For over three decades, Weird Al has been engaging in serious reflection of culture. His reflection is bundled up and wrapped around rock and pop tunes and a comedic veneer, but his re-writing of lyrics break open genres and open us up to something new. In his newest release, Alpocalypse, the cover of which portrays him as one of the four horsemen of the apocalypse (although personally, his horse would have looked better as a carousel horse), Al takes on media obsession with celebrities in “TMZ”, celebrities pushing the boundaries in “Perform This Way”, loss of innocence in “Party In the C.I.A.” and even the power of myth in “CNR” (which frankly is one hard-rocking and get-the-blood-pumping tune). By crossing tunes and themes, he creates something greater than just parodies.
His use of Miley Cyrus’ “Party In the U.S.A.” about black ops and the life of a spy, is a great contrast when Miley is trying to move from the Disney channel girl image to something more grown-up, while at the same time having to deal with the spotlight being so constantly focused on her. How does society let her grow up? How does society grow up and mature in the midst of almost constant warring?
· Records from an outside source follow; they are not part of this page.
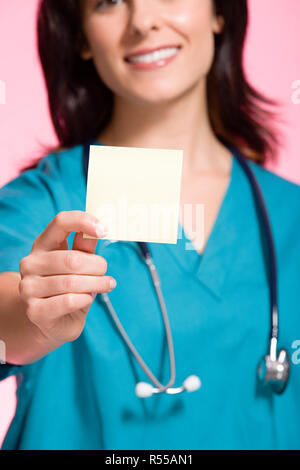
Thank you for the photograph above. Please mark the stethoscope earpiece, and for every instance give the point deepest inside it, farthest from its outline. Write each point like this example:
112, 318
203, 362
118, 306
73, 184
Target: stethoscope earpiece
191, 384
274, 372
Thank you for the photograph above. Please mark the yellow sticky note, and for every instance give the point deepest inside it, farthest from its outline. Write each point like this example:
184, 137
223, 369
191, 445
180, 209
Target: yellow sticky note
135, 191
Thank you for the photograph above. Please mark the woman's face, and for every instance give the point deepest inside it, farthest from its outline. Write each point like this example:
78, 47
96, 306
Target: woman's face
116, 28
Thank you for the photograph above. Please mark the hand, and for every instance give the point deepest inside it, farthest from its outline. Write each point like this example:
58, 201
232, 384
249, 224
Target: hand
57, 283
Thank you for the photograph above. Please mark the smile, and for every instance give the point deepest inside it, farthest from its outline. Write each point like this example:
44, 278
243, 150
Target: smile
154, 59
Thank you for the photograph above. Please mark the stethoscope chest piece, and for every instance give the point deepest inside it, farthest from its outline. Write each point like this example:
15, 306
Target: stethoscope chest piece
274, 371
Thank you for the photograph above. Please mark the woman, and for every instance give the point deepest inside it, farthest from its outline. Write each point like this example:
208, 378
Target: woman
76, 377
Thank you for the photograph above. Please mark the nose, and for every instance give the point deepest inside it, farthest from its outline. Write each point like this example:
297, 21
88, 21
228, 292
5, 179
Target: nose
144, 16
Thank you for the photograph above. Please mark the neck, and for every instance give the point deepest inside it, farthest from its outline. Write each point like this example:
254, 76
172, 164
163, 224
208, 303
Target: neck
182, 123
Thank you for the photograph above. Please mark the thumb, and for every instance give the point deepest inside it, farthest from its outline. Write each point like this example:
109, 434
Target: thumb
84, 244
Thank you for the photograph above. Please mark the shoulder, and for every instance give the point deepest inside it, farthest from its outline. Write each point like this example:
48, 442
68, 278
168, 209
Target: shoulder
280, 194
51, 180
282, 200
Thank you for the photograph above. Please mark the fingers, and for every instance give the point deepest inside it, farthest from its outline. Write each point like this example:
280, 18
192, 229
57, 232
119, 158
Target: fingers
49, 286
43, 312
63, 262
84, 244
58, 230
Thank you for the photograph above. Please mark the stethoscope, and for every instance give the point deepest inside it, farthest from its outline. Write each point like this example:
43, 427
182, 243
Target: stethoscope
273, 369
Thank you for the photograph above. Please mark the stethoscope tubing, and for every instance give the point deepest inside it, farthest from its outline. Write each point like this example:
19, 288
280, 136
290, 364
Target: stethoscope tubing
276, 372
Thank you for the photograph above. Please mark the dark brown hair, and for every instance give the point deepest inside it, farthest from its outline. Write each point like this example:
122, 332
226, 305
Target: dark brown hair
81, 105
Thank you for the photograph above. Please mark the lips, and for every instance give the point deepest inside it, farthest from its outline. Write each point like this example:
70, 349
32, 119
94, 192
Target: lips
150, 50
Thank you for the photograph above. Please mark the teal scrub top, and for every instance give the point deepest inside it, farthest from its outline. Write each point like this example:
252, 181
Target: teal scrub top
82, 395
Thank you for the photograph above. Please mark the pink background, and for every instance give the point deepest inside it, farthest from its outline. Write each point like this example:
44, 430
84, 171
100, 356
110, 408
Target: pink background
272, 64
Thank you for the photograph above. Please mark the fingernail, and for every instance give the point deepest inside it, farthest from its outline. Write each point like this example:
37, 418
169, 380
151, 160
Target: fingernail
101, 229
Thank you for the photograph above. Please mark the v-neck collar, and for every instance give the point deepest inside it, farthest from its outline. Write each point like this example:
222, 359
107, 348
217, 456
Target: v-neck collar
212, 266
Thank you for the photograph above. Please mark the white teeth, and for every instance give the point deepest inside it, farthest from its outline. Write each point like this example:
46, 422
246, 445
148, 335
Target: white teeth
154, 56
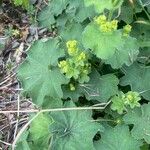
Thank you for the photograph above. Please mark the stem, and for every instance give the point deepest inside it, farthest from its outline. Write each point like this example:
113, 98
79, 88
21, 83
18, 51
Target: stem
53, 110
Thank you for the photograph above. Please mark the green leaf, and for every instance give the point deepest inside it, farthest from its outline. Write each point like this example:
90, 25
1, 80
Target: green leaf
39, 75
60, 11
100, 5
99, 88
73, 130
71, 32
118, 103
125, 55
117, 138
137, 76
47, 16
22, 143
140, 118
97, 41
39, 131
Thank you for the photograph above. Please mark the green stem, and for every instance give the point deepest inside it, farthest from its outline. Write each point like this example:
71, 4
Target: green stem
147, 14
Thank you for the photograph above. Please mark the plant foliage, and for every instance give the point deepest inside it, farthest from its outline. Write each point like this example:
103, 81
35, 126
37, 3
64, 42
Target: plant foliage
99, 60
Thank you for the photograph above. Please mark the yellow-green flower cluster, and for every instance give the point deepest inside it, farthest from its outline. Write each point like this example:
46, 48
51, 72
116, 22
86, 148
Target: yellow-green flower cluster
122, 101
72, 47
126, 30
106, 26
76, 65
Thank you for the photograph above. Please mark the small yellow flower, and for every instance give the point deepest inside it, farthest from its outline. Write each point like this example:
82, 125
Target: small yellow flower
82, 56
72, 47
71, 44
62, 63
114, 24
106, 27
127, 30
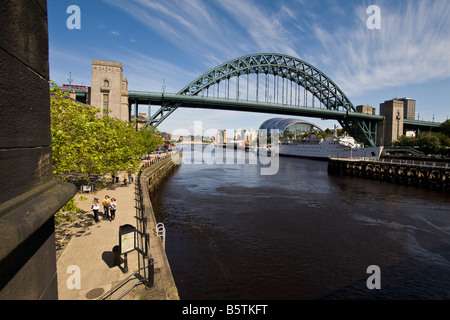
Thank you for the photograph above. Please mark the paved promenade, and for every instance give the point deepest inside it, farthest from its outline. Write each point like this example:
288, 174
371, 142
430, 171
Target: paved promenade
90, 254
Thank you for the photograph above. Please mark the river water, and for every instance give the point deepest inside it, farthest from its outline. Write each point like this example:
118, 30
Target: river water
233, 233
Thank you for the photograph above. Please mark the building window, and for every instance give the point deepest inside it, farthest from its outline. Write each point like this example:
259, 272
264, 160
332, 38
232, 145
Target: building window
105, 101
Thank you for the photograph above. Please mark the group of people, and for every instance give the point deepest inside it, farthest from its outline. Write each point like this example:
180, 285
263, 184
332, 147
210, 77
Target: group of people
109, 208
116, 178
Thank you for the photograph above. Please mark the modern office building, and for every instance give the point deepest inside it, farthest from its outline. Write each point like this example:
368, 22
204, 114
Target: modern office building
392, 125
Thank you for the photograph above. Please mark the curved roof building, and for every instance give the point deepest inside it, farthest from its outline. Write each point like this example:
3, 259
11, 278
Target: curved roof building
288, 127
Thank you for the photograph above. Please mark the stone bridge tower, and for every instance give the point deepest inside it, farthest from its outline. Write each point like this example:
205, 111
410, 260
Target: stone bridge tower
109, 89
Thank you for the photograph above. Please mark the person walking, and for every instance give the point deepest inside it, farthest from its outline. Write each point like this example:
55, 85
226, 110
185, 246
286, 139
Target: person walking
113, 207
95, 207
106, 205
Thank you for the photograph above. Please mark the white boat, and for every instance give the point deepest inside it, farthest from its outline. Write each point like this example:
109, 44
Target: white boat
333, 147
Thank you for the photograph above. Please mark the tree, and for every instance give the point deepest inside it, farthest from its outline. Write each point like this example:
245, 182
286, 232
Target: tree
87, 144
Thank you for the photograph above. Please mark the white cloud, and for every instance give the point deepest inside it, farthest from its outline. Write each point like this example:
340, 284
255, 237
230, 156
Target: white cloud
413, 46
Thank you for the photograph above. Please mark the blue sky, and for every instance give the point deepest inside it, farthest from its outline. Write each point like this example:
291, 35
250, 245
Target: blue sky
175, 41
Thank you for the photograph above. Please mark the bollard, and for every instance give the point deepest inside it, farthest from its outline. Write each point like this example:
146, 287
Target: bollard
151, 263
151, 272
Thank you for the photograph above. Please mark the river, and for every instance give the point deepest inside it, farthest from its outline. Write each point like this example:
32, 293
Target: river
233, 233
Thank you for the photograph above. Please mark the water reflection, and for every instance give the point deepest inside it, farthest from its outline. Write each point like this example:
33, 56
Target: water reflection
301, 234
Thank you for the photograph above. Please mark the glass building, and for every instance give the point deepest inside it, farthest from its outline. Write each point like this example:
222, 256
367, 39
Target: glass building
289, 128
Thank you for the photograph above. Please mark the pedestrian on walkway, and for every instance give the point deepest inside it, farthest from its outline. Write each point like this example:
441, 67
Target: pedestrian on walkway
95, 207
113, 208
106, 205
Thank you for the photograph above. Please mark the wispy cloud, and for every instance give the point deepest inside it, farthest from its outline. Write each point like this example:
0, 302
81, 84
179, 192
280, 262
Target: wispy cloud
412, 46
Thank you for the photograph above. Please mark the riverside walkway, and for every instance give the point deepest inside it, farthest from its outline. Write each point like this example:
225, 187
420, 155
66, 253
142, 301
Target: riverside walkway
85, 267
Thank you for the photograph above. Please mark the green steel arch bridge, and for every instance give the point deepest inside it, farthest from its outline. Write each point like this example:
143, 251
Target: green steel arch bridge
265, 83
268, 83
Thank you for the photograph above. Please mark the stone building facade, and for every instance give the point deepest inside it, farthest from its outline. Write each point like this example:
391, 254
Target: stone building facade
29, 195
109, 89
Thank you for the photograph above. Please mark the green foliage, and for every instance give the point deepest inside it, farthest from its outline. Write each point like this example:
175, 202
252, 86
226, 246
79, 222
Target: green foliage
445, 128
87, 143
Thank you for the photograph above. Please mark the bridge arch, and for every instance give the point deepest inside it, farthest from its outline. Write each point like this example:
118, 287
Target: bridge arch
288, 67
294, 70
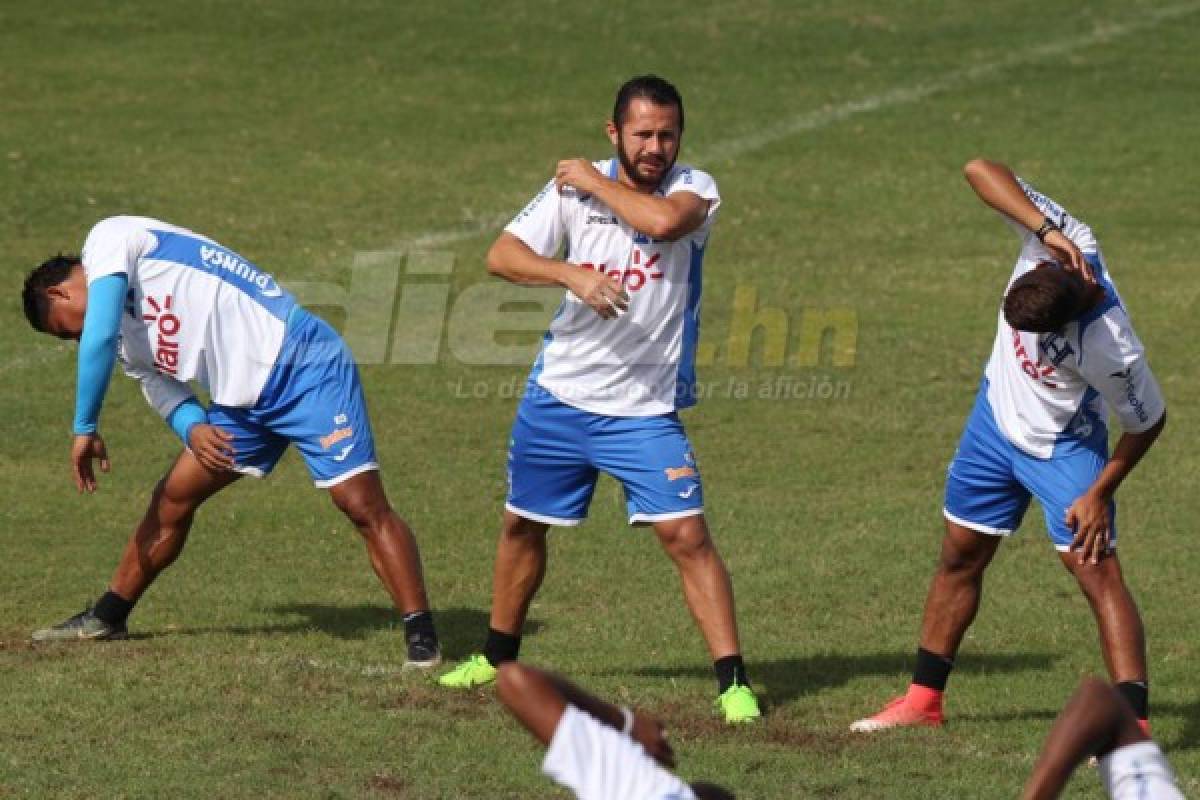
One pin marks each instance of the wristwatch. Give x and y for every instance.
(1048, 224)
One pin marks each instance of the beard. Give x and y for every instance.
(630, 167)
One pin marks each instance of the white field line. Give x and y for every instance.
(829, 115)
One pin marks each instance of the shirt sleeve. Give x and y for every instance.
(114, 246)
(1113, 361)
(540, 224)
(97, 349)
(702, 185)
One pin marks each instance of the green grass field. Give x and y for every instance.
(265, 663)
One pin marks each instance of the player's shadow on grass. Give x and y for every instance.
(787, 679)
(461, 630)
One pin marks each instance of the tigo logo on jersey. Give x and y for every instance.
(167, 325)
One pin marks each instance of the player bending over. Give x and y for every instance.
(594, 749)
(1065, 354)
(174, 306)
(1097, 721)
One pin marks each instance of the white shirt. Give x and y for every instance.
(1139, 771)
(1050, 391)
(195, 311)
(600, 763)
(642, 362)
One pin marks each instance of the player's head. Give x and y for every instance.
(1045, 299)
(646, 128)
(55, 296)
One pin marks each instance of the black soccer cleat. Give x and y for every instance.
(84, 626)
Society’s constant thirst for dirty laundry is addressed in “TMZ.” In our society where stars are accorded god-like status, TMZ exists only to bring them down. How does that desire to tear down icons correspond to the place of the divine in the larger culture?
Al builds up a mainstay of 60’s and 70’s television in “CNR” as he builds the myth of Charles Nelson Reilly. While not a parody per se, this song is in direct opposition to the image portrayed on screen. For those who can remember him, the images within the song (“he won the Tour de France with two flat tires and a missing chain” or “he could run a four-minute mile blindfolded with an engine block strapped to his back”) are not at all what was seen. A reminder that perhaps what the media shows us is not at all what is.
In “Perform This Way” perhaps the direct counter argument to Lady Gaga whose “Born This Way,” where celebrity performance is not to be directly connected to matters of being and identity. After all, shock and awe performances are mainly about getting people to watch.
Al’s comedic genius is not just his ability to turn pop songs into hilarious bits, but that he can open us up to something larger. His staying power, it seems, attests to this. He is ever timely in themes and tunes. He is in constant conversation with culture, lifting up and tearing down. Al is a model as theology engages culture. As Stephen Long wrote in Theology and Culture, “When we speak about God, we do not use some private language that God gives us. We use everyday language; the language that allows us to communicate the most mundane things as well as the most sublime.” Al engages the mundane and the weird in looking for truth.
Even his use of the Apocalypse imagery points to the Apocalypse fever of a few months ago. Al throws his own revelation out there for us to take in.